Jordanians on exercise
by Capt. Halvor Molland
First published in SFOR Informer #24, November 26, 1997
Sarajevo - While three men are moving slowly around the corner, two others are fast roping down the wall of an old battle-scarred hotel on the outskirts of Sarajevo. They enter the building from two different points at exactly the same time, and the shooting starts. The obstructions are eliminated, the building secured and the task accomplished.
The Jordanian soldiers are exercise their skills for work in urban areas, a task that is a part of their mission in Bosnia and Herzegovina (BiH). This means they can be put into operations where they will not get any indirect fire support. As they move into the urban area, they are on their own until they have cleared the area. This task demands rehearsing, so that each man knows exactly what to do when the operation is ongoing. There can be no hesitation.
"We use this old hotel quite often in our exercises," said Jordanian Contingent Commander, Capt. Mohammed Al-Shraah pointing at the remains of a once splendid hotel almost completely destroyed during the siege of Sarajevo. "We normally have two exercises per week. One of them is on the ranges with the French unit, which the Jordanian contingency is a part of," On a normal day the unit patrols the area of Sarajevo, either alone or together with troops from the French contingent.
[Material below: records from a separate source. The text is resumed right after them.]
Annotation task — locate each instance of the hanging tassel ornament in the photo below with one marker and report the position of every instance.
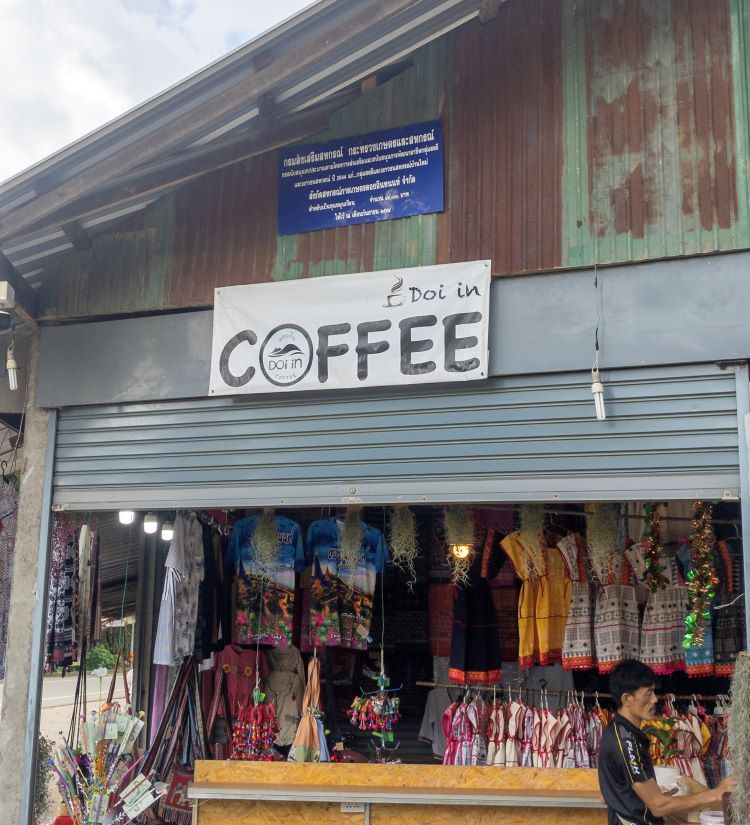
(702, 579)
(655, 576)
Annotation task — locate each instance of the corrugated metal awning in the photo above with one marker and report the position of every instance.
(274, 90)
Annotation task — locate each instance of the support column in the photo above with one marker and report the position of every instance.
(743, 428)
(19, 722)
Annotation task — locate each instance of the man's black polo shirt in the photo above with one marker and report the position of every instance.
(623, 761)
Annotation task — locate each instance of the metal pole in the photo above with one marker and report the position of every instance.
(742, 376)
(38, 631)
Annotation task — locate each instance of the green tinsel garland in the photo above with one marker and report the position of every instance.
(701, 578)
(655, 576)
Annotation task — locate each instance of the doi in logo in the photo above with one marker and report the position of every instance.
(286, 355)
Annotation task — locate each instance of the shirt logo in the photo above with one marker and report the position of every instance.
(633, 757)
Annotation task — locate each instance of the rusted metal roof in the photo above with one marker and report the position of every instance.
(297, 68)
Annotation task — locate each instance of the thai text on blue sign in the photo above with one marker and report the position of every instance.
(374, 177)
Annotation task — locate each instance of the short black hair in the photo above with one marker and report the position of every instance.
(628, 677)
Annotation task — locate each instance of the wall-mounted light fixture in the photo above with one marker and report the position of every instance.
(460, 551)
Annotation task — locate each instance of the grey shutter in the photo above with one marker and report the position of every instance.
(670, 433)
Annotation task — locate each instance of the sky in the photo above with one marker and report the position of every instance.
(69, 66)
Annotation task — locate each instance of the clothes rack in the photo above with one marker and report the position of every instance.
(583, 514)
(575, 693)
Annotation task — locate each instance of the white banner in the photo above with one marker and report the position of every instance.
(375, 329)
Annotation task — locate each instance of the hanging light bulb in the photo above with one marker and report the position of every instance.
(460, 551)
(597, 388)
(12, 368)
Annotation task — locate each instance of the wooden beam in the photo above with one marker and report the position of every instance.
(154, 182)
(26, 301)
(488, 10)
(198, 119)
(77, 235)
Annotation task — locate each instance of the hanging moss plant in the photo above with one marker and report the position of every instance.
(601, 531)
(351, 539)
(532, 538)
(402, 540)
(266, 545)
(459, 533)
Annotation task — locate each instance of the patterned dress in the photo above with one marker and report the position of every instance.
(578, 644)
(664, 624)
(616, 622)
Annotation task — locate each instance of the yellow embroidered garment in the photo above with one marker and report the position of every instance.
(543, 603)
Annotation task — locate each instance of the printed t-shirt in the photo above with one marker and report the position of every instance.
(341, 599)
(624, 760)
(264, 610)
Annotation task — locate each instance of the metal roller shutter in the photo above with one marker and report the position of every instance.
(669, 433)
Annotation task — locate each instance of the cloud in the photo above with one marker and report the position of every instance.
(69, 66)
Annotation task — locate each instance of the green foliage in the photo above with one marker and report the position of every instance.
(100, 656)
(43, 773)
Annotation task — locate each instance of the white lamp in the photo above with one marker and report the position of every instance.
(597, 388)
(167, 531)
(150, 523)
(12, 368)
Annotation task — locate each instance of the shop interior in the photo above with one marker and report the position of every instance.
(467, 635)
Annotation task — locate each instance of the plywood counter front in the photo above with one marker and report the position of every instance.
(273, 793)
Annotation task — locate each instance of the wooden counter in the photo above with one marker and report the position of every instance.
(273, 793)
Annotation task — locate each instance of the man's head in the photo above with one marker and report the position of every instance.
(633, 688)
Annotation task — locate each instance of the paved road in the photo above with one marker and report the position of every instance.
(59, 692)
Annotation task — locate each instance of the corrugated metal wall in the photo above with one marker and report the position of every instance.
(657, 174)
(504, 161)
(670, 433)
(578, 131)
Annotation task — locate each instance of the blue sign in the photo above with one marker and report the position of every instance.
(375, 177)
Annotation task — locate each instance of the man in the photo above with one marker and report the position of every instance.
(626, 774)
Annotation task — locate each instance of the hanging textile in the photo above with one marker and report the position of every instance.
(475, 646)
(616, 622)
(285, 687)
(265, 606)
(578, 642)
(664, 620)
(341, 600)
(89, 587)
(62, 609)
(178, 614)
(8, 521)
(464, 724)
(544, 600)
(178, 742)
(309, 742)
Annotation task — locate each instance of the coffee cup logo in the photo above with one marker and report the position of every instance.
(286, 355)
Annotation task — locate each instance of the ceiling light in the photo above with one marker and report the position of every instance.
(460, 551)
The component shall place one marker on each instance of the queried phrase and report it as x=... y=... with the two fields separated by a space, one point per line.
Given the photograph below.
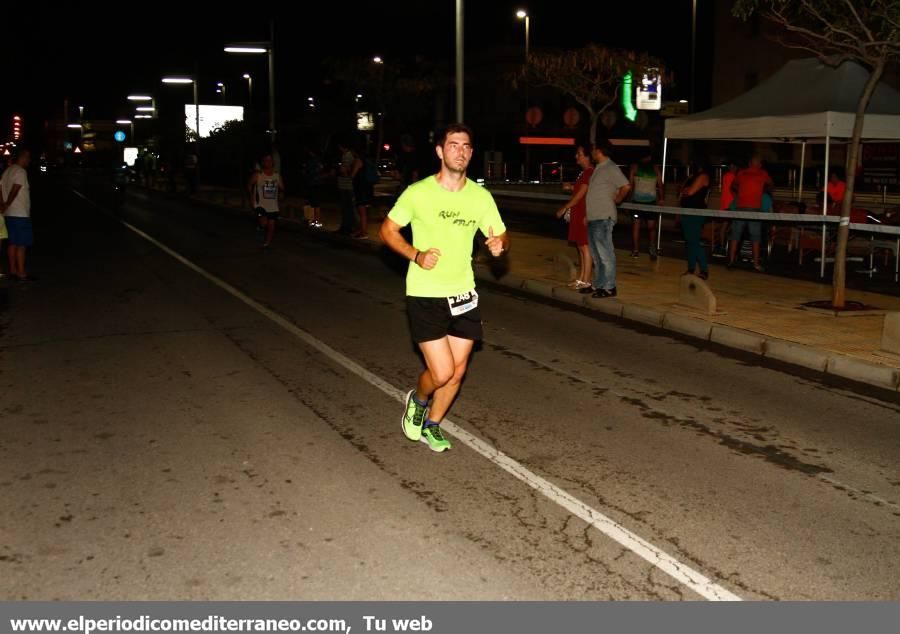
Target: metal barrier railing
x=808 y=219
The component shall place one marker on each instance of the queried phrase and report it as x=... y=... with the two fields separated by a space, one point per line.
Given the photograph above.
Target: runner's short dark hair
x=454 y=128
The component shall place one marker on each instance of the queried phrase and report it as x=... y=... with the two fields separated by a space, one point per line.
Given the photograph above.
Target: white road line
x=682 y=573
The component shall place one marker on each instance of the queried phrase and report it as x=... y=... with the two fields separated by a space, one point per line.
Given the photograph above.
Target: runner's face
x=582 y=159
x=456 y=152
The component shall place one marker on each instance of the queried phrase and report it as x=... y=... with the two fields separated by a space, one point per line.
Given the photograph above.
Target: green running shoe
x=413 y=417
x=435 y=439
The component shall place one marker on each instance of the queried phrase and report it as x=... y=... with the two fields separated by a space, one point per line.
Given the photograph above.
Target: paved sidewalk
x=756 y=312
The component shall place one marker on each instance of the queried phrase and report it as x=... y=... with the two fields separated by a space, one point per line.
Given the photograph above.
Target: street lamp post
x=269 y=49
x=379 y=103
x=249 y=90
x=522 y=14
x=459 y=62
Al-Shraah and his men are the fourth Jordanian Contingent in Sarajevo. They are located at Sarajevo Airport, next to the French Contingent. The first Jordanian Contingent came to BiH in February 1996 and consisted of 50 men. Jordan then had four battalions in Croatia and Slovenia.
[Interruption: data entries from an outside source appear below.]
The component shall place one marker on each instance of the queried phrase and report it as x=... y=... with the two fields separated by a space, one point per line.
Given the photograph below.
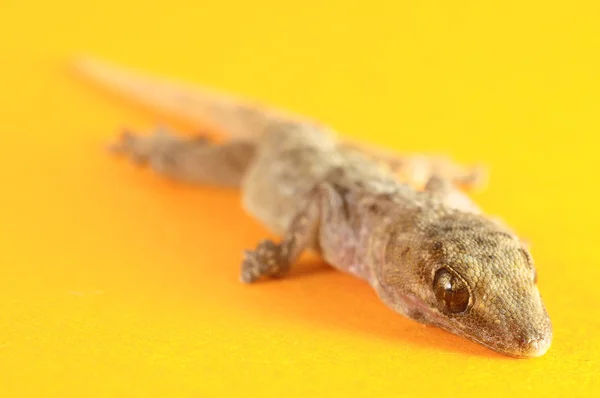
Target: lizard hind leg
x=191 y=160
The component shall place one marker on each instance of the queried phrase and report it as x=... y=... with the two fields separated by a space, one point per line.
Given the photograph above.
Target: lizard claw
x=268 y=259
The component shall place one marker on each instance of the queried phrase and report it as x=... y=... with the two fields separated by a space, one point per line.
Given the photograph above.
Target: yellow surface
x=114 y=282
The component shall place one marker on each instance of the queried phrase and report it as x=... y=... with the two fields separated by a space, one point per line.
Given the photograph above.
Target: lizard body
x=400 y=223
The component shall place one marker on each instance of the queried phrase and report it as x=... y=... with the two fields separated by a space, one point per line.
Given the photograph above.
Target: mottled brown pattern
x=397 y=221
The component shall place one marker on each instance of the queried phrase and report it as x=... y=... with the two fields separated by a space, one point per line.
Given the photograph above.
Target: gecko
x=404 y=223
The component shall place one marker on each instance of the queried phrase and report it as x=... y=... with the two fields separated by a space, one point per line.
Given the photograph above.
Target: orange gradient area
x=115 y=282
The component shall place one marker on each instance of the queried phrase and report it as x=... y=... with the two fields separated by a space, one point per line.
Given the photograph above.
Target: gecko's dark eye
x=450 y=291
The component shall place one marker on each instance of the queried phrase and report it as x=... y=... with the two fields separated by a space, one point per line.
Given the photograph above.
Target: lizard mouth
x=516 y=344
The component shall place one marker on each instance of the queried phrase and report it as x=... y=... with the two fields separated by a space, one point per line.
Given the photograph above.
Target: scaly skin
x=428 y=252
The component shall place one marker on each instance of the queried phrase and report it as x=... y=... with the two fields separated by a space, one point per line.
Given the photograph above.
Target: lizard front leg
x=191 y=160
x=417 y=169
x=323 y=204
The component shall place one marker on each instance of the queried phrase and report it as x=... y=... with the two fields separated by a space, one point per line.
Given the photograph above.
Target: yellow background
x=114 y=282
Today, the number of Jordanians in Sarajevo has been reduced to one small but highly-trained unit. There is also a platoon left in Zagreb guarding Pleso Airport until they finish their tour at the end of November, but it is uncertain yet whether the unit will be replaced.
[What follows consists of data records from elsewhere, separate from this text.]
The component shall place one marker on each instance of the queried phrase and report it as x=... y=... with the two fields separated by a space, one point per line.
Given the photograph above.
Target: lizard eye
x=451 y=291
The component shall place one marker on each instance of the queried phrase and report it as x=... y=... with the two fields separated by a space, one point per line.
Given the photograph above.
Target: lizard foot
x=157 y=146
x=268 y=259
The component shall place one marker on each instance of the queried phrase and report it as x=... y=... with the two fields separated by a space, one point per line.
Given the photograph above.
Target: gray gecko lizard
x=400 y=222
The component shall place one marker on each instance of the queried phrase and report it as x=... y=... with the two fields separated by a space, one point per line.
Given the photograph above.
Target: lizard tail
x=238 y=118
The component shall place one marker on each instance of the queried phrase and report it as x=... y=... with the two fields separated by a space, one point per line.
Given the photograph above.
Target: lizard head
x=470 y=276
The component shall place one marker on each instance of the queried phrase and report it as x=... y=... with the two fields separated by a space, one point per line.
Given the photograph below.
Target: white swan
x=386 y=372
For the Jordanians being in BiH is quite a different experience. The terrain in Bosnia is quite different to the hot desert areas of Jordan. But peace-support operations are not a new thing for these proud soldiers from the Middle-East. Jordan has participated in several other missions, such as Angola, Cambodia, Georgia and Haiti. In BiH they are also represented by 250 members of IPTF.
"We are enjoying our stay in Bosnia very much. We use our spare time to do trips and reconnaissance in areas where we may have to work in, in case the situation here in Bosnia makes it necessary. But I really hope we will have a peaceful and quiet time here," said Al-Shraah.
"This is the first time I am away from Jordan. It is a very good experience, both for myself and my country, to learn multinational co-operation," said Corporal Tofik Al Hamayda. "Ill be able to use what I learn here to make it better back in Jordan. That is partly why I like my job so much. The French and the Americans I work with are also very friendly and skilful." He and the other Jordanians all say they are taking pictures of Sarajevo to show their families in Jordan what life is like here.
"My family is happy for me, being able to be a part of the Stabilising Force in Bosnia and participate in the peace keeping process," said Al Hamayda. He and the other Jordanians will not see their families until they return to Jordan after the 6-month tour ends in March.